Die FDP argumentiert, dass die neu beschlossene Personalkostenbegrenzung einen Wandel hin zu mehr Modernität einleitet. Man betont, es gehe nicht um Angriffe auf Beschäftigte im öffentlichen Dienst, sondern um die Anpassung an eine Zukunft mit weniger Menschen im erwerbsfähigen Alter. Parteimitglieder kritisieren die anhaltende Debatte über eine "Brandmauer" zwischen den Koalitionspartnern – diese lenke nur von den eigentlichen Problemen der Stadt ab.
Dr. Alexander Engel, FDP-Stadtrat, wirft vor, dass konservative und liberale Vorschläge von linker Opposition blockiert würden. Dorothee Wasmuth, ebenfalls FDP-Mitglied, fordert, sich auf inhaltliche Politik statt auf Koalitionsstreitigkeiten zu konzentrieren. Die Partei erhöht nun den Druck auf den Oberbürgermeister, die Kostenobergrenze ohne Verzögerung umzusetzen.
In Bergisch Gladbach ist die Zahl der städtischen Stellen in den vergangenen Jahren um 40 Prozent gestiegen – doch über 100 Positionen bleiben unbesetzt. Die Situation hat sich durch frühere Personalabbaumaßnahmen unter CDU-Führung verschärft, die BÜNDNIS 90/DIE GRÜNEN bereits damals kritisiert hatten.
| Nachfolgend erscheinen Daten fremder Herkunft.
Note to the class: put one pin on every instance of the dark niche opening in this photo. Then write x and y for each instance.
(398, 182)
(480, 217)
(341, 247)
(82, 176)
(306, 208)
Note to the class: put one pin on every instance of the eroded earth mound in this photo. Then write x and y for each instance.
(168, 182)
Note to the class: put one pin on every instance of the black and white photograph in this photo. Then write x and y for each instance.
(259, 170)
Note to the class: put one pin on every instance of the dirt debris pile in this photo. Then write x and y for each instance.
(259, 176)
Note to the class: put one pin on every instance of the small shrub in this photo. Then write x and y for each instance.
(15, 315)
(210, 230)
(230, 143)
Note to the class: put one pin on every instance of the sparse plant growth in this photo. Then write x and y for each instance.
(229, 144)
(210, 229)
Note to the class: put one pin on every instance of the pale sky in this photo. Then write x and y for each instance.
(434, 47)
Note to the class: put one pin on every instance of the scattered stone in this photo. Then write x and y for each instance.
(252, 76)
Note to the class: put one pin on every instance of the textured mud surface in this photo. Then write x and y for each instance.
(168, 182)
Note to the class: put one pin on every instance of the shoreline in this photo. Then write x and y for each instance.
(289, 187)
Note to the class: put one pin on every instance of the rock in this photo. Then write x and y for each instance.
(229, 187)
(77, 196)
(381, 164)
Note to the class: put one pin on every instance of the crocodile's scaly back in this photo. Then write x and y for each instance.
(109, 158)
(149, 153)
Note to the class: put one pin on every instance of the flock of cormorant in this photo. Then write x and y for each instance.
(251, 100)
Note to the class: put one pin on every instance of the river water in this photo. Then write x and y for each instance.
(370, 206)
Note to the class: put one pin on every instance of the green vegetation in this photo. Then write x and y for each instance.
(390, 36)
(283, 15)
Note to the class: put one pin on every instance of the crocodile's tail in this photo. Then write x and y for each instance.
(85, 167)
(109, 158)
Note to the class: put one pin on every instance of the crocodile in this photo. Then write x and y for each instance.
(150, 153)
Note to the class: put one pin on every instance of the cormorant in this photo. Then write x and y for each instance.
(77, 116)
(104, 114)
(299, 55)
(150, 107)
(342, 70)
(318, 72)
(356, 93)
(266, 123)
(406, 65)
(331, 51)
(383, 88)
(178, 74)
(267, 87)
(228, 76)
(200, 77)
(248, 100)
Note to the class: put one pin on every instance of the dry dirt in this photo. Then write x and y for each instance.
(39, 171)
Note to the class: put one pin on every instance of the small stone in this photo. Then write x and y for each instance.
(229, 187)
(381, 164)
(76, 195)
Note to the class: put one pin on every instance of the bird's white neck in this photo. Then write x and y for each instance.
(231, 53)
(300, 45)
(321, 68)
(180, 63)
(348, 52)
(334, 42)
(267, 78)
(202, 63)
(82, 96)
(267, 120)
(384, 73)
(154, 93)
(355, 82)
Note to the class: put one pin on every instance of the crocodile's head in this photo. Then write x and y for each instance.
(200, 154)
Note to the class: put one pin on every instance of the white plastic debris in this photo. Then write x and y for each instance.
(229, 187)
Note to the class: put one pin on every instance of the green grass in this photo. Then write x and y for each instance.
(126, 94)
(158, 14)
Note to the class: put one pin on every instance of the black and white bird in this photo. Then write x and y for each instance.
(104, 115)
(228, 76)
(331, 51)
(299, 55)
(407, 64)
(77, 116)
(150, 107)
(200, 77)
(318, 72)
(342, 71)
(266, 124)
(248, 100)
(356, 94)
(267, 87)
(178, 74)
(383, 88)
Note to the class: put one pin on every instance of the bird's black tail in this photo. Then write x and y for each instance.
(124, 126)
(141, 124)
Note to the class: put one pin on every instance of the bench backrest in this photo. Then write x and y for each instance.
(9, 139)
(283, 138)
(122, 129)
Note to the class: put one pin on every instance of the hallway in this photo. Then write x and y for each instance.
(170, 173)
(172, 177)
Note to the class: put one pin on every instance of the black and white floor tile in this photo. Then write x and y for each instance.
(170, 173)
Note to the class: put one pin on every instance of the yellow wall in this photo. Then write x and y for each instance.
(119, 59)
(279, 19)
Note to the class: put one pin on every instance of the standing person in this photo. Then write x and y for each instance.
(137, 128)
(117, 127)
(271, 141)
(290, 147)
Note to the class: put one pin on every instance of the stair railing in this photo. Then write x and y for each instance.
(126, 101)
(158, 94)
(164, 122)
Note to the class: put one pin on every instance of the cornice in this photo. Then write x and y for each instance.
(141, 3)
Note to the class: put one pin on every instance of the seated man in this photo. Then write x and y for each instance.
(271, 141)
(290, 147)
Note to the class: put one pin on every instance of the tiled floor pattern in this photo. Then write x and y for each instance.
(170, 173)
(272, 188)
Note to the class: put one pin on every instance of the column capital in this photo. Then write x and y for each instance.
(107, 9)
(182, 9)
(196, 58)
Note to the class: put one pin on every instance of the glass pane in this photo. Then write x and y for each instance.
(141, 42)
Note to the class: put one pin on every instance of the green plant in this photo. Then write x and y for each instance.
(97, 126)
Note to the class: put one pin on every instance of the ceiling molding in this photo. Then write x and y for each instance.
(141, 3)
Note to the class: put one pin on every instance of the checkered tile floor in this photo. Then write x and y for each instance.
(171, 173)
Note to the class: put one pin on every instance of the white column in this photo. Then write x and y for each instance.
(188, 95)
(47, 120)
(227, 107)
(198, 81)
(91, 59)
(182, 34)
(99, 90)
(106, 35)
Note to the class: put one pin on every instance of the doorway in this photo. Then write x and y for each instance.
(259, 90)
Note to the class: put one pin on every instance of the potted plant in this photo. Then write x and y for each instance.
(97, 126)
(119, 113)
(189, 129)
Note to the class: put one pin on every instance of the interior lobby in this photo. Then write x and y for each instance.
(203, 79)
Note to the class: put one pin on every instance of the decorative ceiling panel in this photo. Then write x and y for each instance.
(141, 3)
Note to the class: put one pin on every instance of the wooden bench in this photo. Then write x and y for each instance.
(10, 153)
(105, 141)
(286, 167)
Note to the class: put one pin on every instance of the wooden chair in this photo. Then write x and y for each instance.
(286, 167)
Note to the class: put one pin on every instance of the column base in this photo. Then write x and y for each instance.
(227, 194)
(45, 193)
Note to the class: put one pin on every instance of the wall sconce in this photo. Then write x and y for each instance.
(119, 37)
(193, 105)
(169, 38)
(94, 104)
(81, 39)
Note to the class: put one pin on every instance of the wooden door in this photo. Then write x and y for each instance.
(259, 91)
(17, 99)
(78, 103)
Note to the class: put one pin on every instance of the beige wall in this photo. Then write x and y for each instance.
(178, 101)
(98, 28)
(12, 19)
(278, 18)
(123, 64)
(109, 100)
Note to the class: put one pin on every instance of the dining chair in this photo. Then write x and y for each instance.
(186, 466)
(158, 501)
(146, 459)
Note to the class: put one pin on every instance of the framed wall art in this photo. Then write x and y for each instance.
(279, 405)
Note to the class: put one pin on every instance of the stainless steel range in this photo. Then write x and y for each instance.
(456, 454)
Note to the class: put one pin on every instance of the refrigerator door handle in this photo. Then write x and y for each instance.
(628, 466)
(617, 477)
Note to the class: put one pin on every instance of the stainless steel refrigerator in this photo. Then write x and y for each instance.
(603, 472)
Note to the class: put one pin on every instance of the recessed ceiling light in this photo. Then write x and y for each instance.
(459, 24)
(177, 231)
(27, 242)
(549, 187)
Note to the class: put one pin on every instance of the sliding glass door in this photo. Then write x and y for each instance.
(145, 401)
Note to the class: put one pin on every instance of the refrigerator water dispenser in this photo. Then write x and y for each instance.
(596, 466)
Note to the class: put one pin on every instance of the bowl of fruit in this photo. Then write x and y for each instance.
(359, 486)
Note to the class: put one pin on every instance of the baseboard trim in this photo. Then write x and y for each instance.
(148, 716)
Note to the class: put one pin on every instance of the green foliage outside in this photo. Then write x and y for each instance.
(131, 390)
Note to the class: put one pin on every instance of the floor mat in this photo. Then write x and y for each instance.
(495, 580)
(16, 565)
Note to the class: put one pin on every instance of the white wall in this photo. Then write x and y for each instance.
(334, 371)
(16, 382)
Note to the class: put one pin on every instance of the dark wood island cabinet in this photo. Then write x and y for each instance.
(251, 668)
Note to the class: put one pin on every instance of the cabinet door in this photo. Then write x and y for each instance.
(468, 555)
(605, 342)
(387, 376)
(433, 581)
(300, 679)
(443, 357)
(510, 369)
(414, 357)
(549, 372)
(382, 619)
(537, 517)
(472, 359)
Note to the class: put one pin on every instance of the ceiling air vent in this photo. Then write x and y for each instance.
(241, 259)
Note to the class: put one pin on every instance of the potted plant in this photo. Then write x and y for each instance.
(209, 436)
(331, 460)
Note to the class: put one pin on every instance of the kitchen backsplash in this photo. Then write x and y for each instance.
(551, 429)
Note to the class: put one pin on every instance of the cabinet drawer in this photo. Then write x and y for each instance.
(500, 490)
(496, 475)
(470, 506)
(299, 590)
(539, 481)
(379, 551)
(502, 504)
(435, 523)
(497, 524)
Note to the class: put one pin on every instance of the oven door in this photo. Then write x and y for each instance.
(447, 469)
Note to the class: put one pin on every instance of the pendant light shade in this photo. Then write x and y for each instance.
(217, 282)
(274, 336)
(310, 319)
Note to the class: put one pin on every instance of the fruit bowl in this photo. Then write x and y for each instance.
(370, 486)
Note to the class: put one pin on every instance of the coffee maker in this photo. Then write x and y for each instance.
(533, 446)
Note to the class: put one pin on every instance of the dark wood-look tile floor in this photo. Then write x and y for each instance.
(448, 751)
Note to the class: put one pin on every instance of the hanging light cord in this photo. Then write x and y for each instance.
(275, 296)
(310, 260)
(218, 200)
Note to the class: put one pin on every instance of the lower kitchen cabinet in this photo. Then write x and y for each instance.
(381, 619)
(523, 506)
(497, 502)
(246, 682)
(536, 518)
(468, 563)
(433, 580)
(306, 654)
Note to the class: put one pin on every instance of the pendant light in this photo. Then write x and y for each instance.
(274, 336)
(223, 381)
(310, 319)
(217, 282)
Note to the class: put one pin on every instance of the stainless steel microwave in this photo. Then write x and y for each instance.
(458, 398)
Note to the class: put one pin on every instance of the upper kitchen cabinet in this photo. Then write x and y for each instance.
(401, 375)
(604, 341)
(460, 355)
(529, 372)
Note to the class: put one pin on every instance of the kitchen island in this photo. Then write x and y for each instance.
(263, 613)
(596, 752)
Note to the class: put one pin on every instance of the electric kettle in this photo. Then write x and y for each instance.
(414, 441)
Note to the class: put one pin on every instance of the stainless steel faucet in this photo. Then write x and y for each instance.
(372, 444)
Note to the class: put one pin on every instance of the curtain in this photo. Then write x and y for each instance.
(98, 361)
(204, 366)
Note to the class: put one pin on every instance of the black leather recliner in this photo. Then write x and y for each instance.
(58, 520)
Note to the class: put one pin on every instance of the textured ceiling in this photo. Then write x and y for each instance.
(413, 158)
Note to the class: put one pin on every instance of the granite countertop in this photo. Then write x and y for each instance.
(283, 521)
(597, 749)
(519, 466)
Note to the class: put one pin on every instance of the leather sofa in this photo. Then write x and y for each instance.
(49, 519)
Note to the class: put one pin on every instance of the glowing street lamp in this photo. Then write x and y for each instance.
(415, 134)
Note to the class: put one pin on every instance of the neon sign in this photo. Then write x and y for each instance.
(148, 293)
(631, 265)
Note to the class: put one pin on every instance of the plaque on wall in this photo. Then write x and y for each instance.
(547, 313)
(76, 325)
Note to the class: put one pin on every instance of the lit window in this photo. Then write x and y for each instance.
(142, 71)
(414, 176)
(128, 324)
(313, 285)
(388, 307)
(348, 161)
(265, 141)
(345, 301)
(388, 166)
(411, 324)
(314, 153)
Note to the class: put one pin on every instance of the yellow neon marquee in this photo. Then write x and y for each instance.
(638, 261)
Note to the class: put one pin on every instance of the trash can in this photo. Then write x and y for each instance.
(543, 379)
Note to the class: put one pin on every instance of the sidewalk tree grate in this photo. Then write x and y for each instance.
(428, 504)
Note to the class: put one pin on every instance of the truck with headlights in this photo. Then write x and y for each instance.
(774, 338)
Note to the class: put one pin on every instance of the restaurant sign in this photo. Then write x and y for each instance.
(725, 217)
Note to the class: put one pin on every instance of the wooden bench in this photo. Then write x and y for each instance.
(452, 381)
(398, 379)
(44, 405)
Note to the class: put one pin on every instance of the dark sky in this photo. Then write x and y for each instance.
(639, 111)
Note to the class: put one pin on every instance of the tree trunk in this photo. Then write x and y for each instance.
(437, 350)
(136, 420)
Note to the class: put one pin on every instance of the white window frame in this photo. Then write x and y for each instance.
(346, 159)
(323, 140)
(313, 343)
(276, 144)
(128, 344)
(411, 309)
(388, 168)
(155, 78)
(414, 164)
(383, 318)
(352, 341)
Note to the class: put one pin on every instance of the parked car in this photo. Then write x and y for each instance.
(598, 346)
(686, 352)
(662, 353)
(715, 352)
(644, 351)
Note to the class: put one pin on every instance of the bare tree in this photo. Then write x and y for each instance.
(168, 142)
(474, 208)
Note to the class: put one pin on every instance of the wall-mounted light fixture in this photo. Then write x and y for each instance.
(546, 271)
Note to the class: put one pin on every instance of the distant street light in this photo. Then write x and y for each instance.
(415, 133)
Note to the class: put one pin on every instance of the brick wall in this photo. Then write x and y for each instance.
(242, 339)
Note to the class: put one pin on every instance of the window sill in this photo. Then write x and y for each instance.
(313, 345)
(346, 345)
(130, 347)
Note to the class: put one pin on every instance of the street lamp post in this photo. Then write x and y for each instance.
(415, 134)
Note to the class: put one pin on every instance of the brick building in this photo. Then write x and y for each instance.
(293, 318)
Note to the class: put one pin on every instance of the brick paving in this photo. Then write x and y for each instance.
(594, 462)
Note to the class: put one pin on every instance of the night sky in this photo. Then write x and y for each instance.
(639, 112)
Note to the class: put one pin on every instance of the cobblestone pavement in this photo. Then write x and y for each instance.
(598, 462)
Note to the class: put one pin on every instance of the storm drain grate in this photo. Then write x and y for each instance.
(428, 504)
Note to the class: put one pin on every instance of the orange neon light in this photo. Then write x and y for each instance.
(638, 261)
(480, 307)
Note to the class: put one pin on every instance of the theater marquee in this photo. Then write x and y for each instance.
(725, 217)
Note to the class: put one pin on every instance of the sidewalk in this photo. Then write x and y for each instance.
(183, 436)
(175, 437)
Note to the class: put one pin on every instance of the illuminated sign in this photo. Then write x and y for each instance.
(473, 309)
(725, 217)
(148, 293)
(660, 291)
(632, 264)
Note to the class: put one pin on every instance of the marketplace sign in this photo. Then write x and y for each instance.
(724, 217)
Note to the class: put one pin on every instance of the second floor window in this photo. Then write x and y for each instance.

Auch die reduzierte Polizeipräsenz trägt zu steigenden Kriminalitätsraten bei und belastet die städtischen Dienstleistungen zusätzlich.
Mit einem erwarteten jährlichen Defizit von 50 Millionen Euro bis 2030 warnt die FDP, dass strukturelle Reformen überfällig seien. Politische Grabenkämpfe bremsen ihrer Ansicht nach dringend notwendige Veränderungen aus. Nun liegt es am Oberbürgermeister, die Personalkostenbegrenzung unverzüglich durchzusetzen. Der Reformdruck der FDP kommt zu einer Zeit, in der die Stadt mit Personalmangel und einer wachsenden Haushaltslücke zu kämpfen hat. Wie schnell die Maßnahmen greifen, wird die finanzielle Stabilität Bergisch Gladbachs in den kommenden Jahren entscheidend prägen.